For a start, it's very easy to exhibit such a block cipher, by restricting the key and message spaces to something enumerable. Granted, that makes the cipher insecure.
But we can also construct such a block cipher secure under chosen-plaintext attack. Assume a secure block cipher with the same key and block space (e.g. AES-128). Note $E_k(x)$ (resp. $D_k(x)$) for the encryption (resp. decryption) of $x$ under key $k$. And define $$E'_k(x)=\begin{cases} 0,&\text{if }x=k\\ E_k(k),&\text{if }x\ne k\text{ and }x=D_k(0)\\ E_k(x),&\text{otherwise} \end{cases}$$ In other words, $E'_k$ is the same function as $E_k$, except possibly for inputs $k$ and $D_k(0)$, which outputs are swapped.
Notice that for any fixed $k$, the function $E'_k$ is well-defined and a permutation of the block space, including in the rare case $E_k(k)=0$, which degenerates in $E'_k=E_k$. Hence $E'$ is a block cipher. And it is demonstrably secure under chosen-plaintext attack if $E$ is, because access to an encryption oracle gives no efficient way to query for $k$ or $D_k(0)$.
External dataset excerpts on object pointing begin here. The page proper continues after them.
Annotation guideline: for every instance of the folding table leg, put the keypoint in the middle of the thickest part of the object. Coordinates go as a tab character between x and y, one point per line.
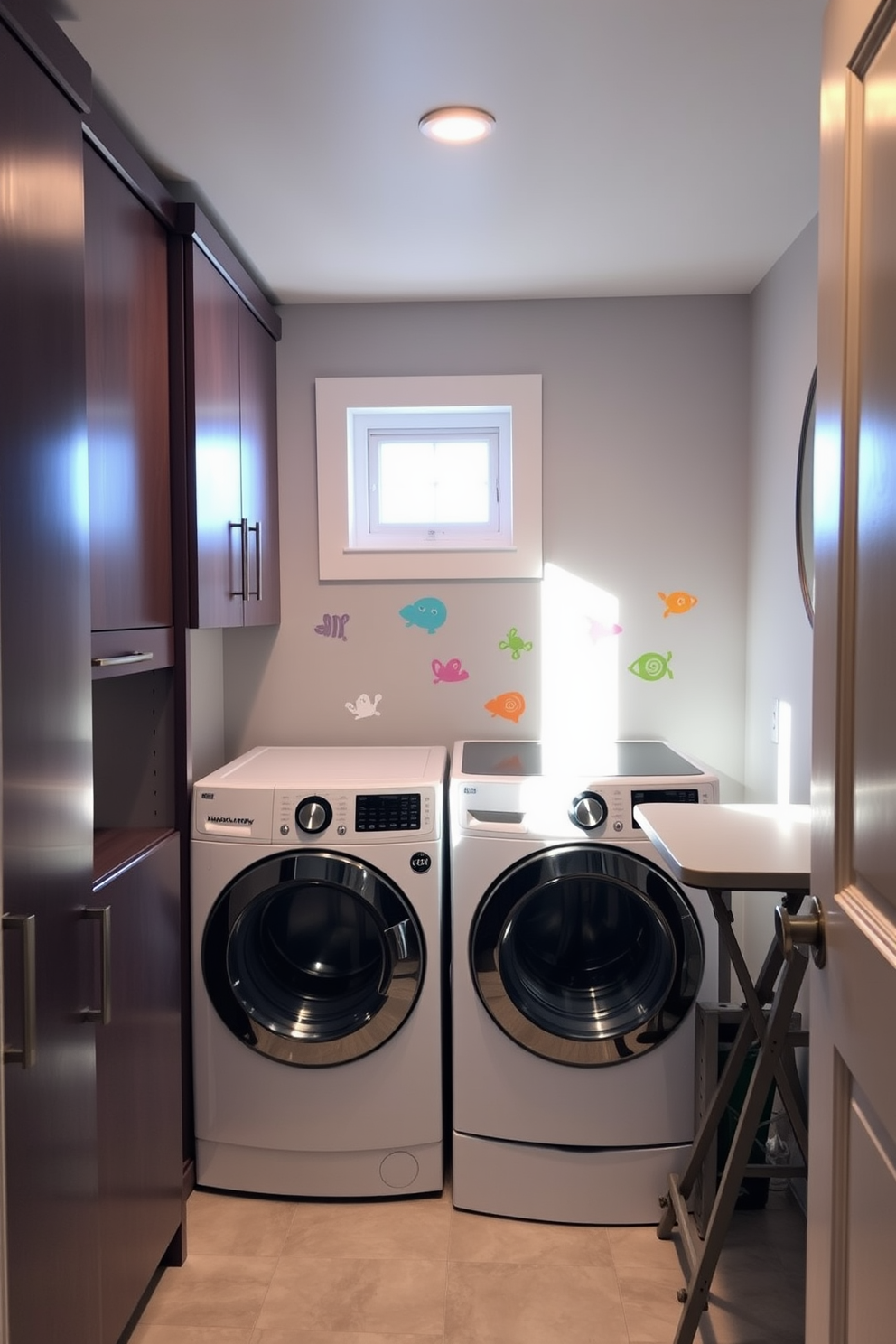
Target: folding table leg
770	1046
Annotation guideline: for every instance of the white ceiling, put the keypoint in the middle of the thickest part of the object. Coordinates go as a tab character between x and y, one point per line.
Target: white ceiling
642	146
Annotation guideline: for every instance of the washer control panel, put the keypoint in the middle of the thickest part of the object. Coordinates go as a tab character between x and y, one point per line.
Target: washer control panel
341	815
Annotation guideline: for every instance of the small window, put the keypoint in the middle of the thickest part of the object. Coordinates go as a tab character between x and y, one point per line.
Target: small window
430	480
441	485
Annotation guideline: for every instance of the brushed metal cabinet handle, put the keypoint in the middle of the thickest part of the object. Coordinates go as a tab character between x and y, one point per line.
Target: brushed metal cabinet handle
102	914
243	558
27	1054
257	530
121	658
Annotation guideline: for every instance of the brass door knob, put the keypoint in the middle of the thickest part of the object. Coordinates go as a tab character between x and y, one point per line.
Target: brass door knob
802	930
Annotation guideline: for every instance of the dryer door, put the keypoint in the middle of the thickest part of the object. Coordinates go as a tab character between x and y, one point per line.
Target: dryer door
586	955
312	957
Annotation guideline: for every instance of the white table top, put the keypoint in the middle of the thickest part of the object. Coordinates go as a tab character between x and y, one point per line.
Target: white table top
741	845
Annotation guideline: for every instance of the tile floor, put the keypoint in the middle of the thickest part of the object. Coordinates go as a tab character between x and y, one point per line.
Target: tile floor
421	1272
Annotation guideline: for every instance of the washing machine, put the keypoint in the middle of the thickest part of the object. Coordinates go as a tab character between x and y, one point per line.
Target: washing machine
317	972
576	961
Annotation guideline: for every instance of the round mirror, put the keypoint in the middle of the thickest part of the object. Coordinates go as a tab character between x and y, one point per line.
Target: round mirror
805	472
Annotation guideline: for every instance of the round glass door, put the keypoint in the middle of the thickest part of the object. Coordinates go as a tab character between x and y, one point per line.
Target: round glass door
312	957
586	955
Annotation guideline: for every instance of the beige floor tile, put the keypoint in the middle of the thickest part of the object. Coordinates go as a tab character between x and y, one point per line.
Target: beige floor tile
367	1296
339	1338
231	1225
639	1250
387	1230
482	1239
750	1307
650	1307
532	1304
211	1291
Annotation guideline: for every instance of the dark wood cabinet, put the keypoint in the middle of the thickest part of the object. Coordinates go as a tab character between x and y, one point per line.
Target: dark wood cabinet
138	1069
128	405
44	644
230	426
258	468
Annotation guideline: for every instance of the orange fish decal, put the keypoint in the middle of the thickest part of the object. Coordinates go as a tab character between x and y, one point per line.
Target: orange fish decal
507	705
677	602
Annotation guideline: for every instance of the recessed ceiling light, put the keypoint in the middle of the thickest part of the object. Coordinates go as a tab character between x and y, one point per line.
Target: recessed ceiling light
457	126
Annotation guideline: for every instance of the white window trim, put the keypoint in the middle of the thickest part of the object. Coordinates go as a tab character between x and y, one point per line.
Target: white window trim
339	398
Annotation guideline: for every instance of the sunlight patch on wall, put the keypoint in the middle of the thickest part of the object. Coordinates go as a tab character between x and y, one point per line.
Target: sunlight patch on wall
579	668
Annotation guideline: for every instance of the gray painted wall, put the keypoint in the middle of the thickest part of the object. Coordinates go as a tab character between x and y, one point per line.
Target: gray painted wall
645	479
785	322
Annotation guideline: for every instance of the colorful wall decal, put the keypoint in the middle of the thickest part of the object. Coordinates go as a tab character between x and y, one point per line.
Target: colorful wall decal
509	705
333	627
652	667
677	602
450	671
364	707
427	611
515	643
600	630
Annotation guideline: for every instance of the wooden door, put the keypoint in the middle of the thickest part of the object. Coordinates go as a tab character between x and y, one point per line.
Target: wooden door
138	1097
44	644
215	492
852	1184
128	417
258	468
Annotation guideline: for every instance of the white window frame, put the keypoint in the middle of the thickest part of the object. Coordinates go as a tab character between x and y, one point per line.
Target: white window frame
350	410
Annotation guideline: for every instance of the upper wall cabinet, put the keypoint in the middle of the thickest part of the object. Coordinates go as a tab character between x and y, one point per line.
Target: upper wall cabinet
230	413
128	406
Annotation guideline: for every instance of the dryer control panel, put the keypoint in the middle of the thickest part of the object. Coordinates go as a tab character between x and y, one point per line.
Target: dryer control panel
565	806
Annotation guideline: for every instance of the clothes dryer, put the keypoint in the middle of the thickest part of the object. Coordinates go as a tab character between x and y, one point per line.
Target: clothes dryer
317	955
576	961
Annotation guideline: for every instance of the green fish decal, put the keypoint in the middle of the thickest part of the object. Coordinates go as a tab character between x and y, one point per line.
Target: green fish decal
515	643
652	667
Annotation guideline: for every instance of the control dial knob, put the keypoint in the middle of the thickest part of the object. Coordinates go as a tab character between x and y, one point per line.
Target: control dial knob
589	811
313	815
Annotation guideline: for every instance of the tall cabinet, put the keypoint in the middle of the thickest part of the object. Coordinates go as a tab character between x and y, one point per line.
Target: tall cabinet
50	945
230	336
137	359
135	723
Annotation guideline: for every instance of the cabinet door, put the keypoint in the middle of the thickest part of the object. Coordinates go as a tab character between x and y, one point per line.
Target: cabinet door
44	638
138	1082
212	341
258	468
128	418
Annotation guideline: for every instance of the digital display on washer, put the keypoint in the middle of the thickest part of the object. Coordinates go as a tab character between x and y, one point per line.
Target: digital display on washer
661	796
387	812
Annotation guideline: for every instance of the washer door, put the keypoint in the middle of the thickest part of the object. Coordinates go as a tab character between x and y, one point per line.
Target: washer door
312	957
586	955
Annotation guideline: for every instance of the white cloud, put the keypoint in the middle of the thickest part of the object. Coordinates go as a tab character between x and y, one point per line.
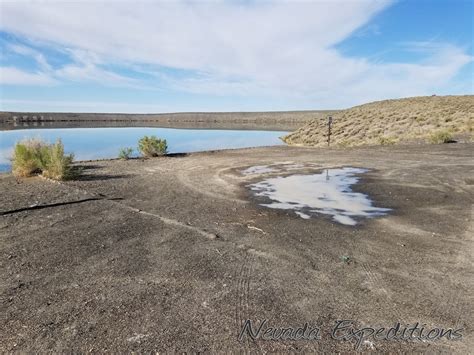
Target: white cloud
276	49
14	76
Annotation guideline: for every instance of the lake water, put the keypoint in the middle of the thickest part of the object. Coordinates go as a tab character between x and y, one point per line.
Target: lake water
99	143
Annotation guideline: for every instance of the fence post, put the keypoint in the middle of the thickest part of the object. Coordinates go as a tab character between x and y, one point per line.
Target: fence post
329	129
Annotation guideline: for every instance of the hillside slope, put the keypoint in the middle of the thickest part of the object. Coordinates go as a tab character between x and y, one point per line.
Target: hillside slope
391	121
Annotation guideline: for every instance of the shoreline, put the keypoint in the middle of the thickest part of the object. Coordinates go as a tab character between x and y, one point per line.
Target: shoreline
137	248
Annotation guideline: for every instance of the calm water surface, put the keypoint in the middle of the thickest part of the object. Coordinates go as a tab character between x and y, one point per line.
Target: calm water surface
98	143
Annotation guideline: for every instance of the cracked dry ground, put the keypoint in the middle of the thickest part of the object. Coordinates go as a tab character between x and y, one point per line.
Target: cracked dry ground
175	254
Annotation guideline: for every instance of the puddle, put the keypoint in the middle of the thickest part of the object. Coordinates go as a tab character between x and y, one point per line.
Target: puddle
327	193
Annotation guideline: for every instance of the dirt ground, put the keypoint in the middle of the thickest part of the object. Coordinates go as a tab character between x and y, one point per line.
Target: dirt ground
175	254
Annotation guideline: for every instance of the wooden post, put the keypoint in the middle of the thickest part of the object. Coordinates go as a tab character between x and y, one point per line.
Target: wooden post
329	129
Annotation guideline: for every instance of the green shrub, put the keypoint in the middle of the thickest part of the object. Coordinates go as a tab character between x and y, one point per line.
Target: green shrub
387	140
58	165
152	146
28	157
125	153
442	136
32	156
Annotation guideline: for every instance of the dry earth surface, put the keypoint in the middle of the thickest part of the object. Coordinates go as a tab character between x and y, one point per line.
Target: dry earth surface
392	121
175	254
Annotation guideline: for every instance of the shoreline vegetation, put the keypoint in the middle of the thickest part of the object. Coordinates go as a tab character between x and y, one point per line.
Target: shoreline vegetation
32	157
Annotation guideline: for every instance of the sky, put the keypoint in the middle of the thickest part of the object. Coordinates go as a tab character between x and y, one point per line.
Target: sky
182	56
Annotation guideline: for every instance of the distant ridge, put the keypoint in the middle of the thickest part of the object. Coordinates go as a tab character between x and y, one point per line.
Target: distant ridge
394	121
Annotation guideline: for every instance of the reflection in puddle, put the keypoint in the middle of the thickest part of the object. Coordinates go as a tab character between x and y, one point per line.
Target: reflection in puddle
258	169
327	193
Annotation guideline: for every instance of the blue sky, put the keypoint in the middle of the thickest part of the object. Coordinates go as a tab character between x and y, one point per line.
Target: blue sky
145	56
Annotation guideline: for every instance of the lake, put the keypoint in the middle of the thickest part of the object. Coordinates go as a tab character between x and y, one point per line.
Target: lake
100	143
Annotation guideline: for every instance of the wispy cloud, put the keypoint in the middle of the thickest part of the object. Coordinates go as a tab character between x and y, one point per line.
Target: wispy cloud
274	49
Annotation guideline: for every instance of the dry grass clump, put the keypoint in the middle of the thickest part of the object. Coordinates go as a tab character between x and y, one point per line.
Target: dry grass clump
442	136
34	157
390	122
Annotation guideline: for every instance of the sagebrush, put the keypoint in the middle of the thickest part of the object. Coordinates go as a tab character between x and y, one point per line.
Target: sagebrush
125	153
34	157
152	146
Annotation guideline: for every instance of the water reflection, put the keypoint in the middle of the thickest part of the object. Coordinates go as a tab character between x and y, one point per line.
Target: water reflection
99	143
328	193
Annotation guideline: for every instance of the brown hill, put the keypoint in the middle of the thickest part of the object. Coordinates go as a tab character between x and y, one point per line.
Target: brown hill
392	121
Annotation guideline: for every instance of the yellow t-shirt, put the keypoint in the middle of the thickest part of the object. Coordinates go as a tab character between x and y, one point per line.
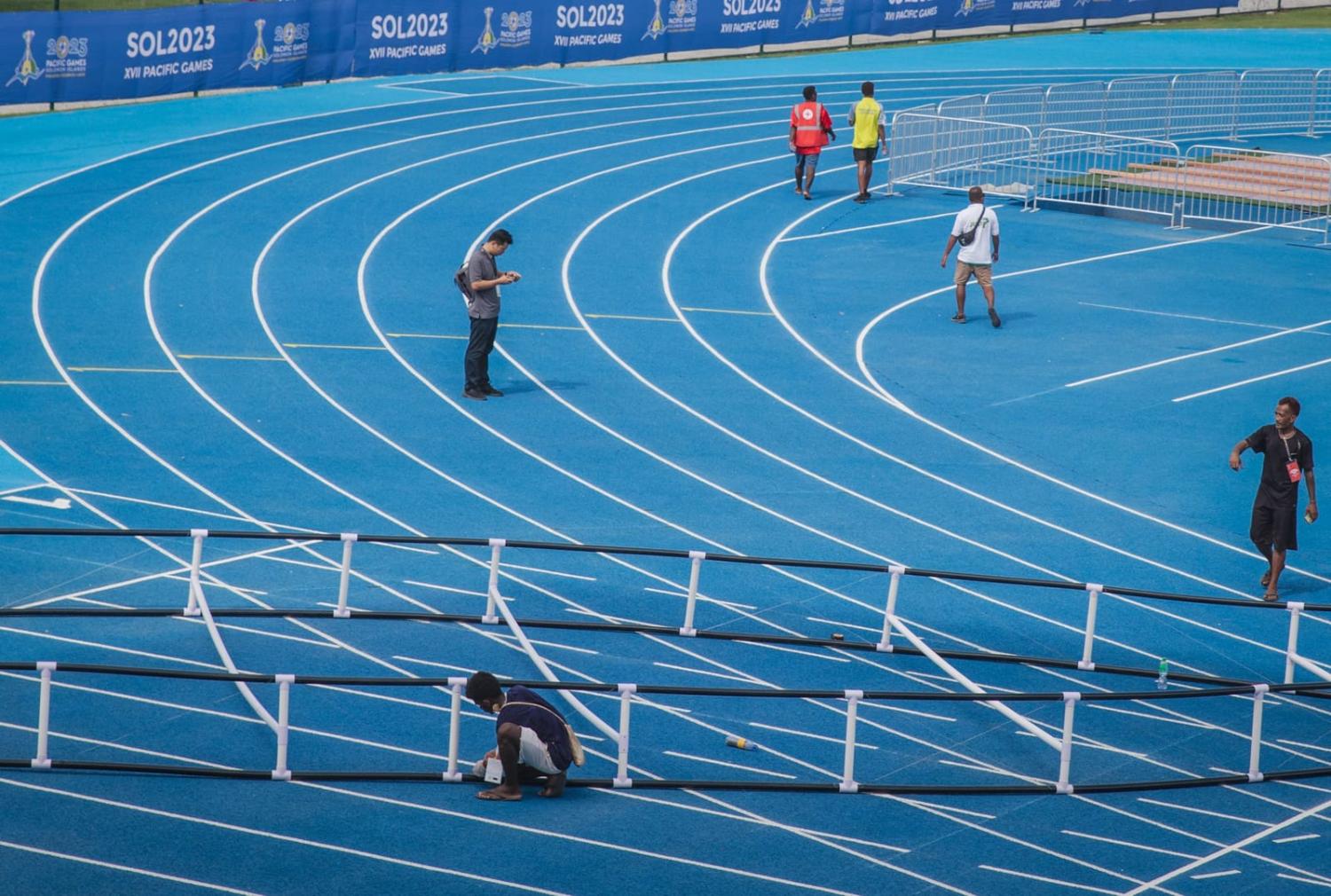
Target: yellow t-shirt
867	114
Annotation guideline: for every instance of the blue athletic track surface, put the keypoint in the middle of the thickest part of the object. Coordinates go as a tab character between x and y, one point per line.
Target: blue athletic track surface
236	313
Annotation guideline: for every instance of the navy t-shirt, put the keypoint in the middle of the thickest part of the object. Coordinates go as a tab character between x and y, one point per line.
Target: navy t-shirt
545	719
1275	489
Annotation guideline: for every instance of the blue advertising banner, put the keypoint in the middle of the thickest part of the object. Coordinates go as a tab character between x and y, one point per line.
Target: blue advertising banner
75	56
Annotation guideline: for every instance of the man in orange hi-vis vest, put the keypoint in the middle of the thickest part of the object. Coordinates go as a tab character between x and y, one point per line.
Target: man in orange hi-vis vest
811	127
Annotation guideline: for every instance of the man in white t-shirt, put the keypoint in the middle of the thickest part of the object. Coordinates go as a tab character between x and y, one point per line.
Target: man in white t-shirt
976	229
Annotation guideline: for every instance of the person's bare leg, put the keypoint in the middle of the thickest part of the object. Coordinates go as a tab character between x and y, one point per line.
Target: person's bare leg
508	741
1277	568
555	786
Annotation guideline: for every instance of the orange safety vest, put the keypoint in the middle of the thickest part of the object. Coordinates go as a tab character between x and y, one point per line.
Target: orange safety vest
808	130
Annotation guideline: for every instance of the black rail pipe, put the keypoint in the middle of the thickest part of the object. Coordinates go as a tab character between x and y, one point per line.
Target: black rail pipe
665	553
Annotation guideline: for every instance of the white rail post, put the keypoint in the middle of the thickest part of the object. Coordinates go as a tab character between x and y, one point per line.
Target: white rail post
889	614
284	714
1254	754
1065	750
492	589
345	581
1291	648
43	759
626	696
852	714
196	558
691	605
455	685
1093	593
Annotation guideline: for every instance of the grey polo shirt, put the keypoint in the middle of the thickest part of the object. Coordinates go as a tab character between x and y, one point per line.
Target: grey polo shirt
484	303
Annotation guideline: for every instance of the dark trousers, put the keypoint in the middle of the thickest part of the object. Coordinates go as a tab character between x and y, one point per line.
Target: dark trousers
479	346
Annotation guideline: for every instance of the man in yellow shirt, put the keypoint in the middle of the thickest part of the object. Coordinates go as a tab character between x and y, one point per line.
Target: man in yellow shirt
870	138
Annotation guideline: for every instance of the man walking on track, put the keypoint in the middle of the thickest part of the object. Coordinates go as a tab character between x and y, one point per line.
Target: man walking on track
1288	460
482	279
870	138
811	127
976	229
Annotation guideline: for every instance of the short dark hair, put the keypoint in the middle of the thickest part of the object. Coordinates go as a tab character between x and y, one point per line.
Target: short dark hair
482	686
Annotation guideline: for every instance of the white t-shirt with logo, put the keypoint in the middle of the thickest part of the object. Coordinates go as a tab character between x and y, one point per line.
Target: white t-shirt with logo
981	252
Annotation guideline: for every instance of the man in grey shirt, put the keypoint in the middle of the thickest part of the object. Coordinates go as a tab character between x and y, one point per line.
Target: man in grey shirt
484	279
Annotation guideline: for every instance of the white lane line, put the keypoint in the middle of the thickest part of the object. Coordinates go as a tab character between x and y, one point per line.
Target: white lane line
555	573
1251	380
1187	317
446	587
1198	354
130	869
1129	845
1200	811
793	650
281	837
867	226
808	734
703	672
1234	847
718	762
1062	884
1304	880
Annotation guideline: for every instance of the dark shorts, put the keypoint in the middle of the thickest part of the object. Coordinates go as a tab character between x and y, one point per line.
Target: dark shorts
1275	526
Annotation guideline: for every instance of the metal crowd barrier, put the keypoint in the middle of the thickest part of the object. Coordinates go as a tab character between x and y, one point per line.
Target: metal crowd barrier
892	627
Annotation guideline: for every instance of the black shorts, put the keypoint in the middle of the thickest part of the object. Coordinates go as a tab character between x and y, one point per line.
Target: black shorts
1275	526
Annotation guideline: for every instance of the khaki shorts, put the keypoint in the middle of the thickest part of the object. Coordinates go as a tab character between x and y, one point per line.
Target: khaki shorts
981	271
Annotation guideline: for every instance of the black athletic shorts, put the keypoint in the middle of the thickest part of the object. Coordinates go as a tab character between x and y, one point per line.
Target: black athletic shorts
1275	526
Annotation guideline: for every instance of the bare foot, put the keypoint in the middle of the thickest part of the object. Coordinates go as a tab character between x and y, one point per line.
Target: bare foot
555	786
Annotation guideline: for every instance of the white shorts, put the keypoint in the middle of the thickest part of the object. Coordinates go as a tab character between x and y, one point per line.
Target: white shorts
535	754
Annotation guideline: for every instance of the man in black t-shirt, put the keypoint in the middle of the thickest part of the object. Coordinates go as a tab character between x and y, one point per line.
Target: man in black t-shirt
532	738
1288	460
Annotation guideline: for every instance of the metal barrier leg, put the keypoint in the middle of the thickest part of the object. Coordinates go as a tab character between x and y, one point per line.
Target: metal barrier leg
345	582
691	605
492	589
1254	754
1093	593
455	685
1291	648
852	711
194	561
1065	750
43	759
626	696
284	714
889	614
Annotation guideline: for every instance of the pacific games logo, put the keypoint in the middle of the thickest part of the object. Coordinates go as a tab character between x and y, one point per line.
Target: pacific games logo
514	31
27	69
681	16
257	56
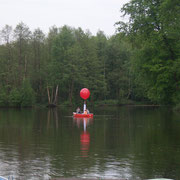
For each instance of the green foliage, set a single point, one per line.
(153, 29)
(15, 98)
(27, 94)
(140, 63)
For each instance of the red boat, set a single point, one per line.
(77, 115)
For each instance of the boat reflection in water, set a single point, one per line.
(85, 136)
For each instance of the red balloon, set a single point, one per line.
(84, 93)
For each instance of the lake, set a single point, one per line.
(119, 142)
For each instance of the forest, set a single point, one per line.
(140, 63)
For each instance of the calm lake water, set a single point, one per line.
(119, 142)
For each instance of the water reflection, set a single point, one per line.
(85, 135)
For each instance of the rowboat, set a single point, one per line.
(78, 115)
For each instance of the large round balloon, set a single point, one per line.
(84, 93)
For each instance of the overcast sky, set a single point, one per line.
(93, 15)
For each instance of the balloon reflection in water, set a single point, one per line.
(85, 136)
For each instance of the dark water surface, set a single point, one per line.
(119, 142)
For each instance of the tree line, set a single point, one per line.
(139, 63)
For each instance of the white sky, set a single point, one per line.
(90, 15)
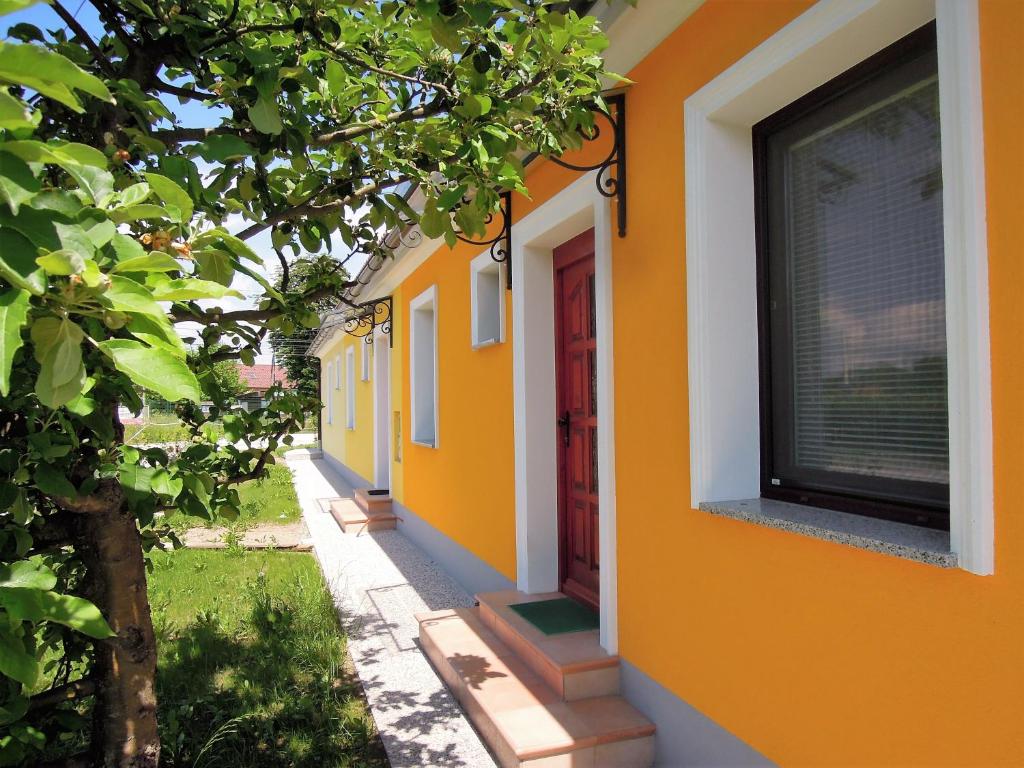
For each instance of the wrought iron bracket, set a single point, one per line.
(611, 170)
(501, 244)
(367, 317)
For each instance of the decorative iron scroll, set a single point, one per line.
(368, 317)
(611, 170)
(501, 244)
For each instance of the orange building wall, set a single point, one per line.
(812, 652)
(464, 487)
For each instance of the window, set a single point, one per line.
(330, 392)
(350, 388)
(487, 297)
(852, 292)
(423, 311)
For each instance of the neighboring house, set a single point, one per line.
(259, 379)
(772, 433)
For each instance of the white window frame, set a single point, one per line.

The corresponding decryption is $$D'_k(x)=\begin{cases} k,&\text{if }x=0\\ D_k(0),&\text{if }x\ne0\text{ and }x=E_k(k)\\ D_k(x),&\text{otherwise} \end{cases}$$ And since $k=D'_k(0)$, there can't be equivalent keys. For if keys $k_0$ and $k_1$ yielded the same bijections $E′_{k_0}$ and $E′_{k_1}$, then the reverse bijections $D′_{k_0}$ and $D′_{k_1}$ would be the same, hence we would have $D'_{k_0}(0)=D'_{k_1}(0)$, hence $k_0=k_1$; now by contraposition, different keys must yield different bijections, Q.E.D.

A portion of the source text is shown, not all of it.